THE EAST AFRICAN-NAIROBI-KENYA
Regional
Monday, December 16, 2002
Project Aid Only Increases Uganda's Debt
By RICHARD HASUNIRA
SPECIAL CORRESPONDENT
PROJECT AID has not been effective in enhancing service delivery and economic growth in Uganda, a researchers' meeting at Makerere University was told last week.
Presenting preliminary findings of a study titled Assessing Aid Effectiveness in Uganda, Dr George Movrotas of Oxford University said that donor agencies needed to review their aid strategies if their assistance was to generate greater benefit for target beneficiaries.
The government wants all donor assistance channelled through the budget so it can allocate it based on its own priorities. It says that its new "principles" on management of foreign assistance, set out in the latest version of the Poverty Eradication Action Plan (PEAP) known as "Building Partnerships to Implement PEAP," are meant to eliminate "stand-alone" projects that are characterised by high operational costs and misuse of funds.
At present, the donor community directly finances 52 per of Uganda's budget. In the last financial year, budgetary support amounted to Ush669.3 billion ($368.3 million).
However, donors also provided funding for various projects amounting to about Ush647.3 billion ($359.6 million), which is roughly the same as the budget support funding.

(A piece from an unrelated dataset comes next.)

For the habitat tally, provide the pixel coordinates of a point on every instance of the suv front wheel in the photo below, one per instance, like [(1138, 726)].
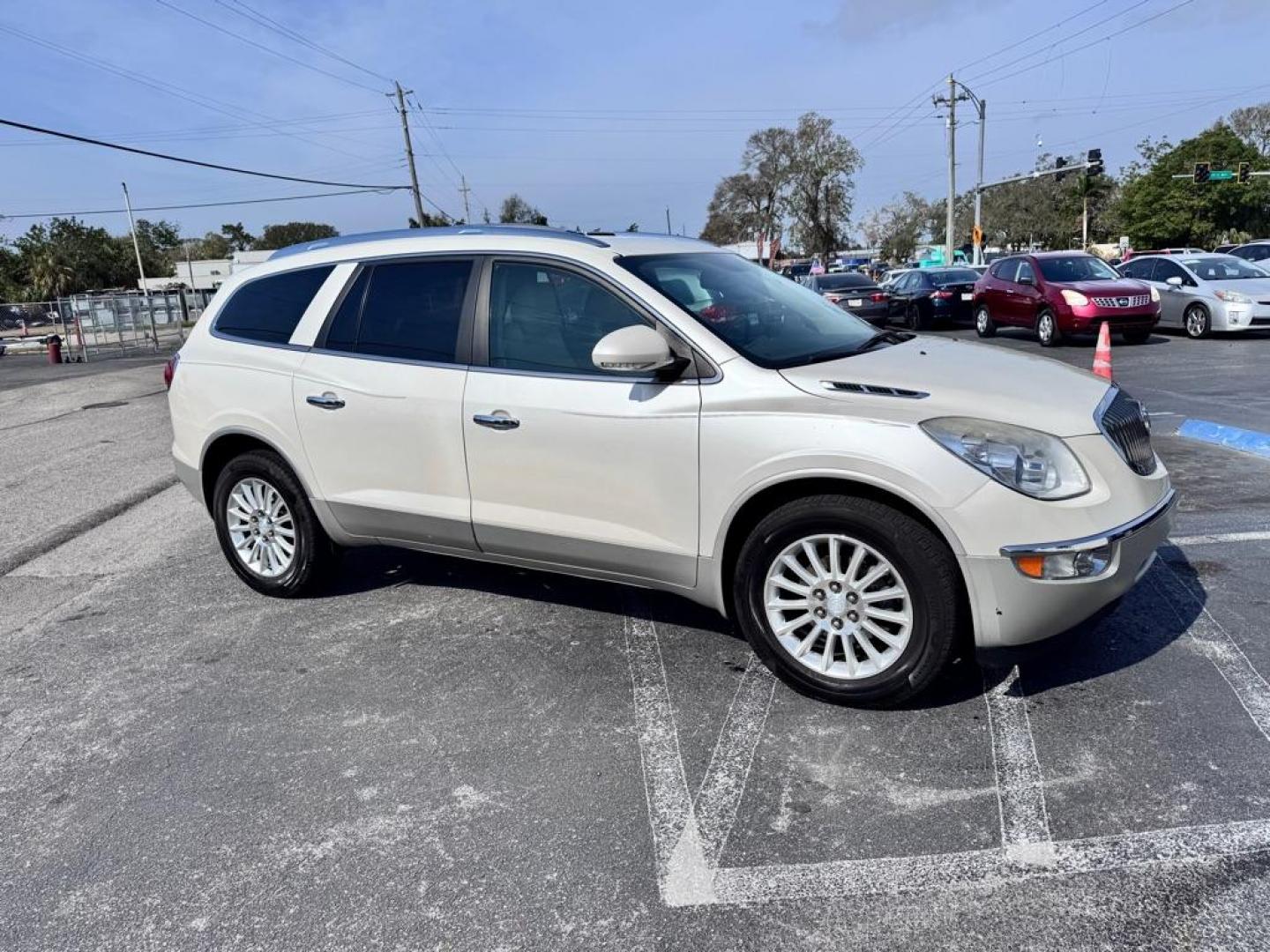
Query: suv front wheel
[(267, 528), (848, 599)]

Over the past four years, project funding has been higher than budget support by about 28 per cent, with project funds amounting to Ush2,057 billion ($11.1 billion) between 1997/98 and 2000/1, above direct budgetary support, which was Ush1,608.5 billion ($8.94 billion).
A section of Uganda's donors have indicated that they will not abide by the "partnership principles" set out by the government, which wants donors to channel all their assistance through the budget rather than directly to specific projects.
The move, aimed at strengthening control over the allocation of all foreign aid, is supported by the World Bank and the European Union, but other donors like the United States Agency for International Development (USAid), which runs several projects in Uganda, are opposed to it.
The US is Uganda's second largest bilateral donor after the United Kingdom.
USAid and other donor agencies such as the Danish International Development Agency (Danida) and Austrian Co-operation want to maintain their direct project approach to ensure effective use of their funds, a Ministry of Finance source said.
"Dr Movrotas' findings have now strengthened the government case," the source said.
Dr Movrotas said during his presentation at Makerere University that his findings present "serious" policy challenges that the donor community ought to help the government solve.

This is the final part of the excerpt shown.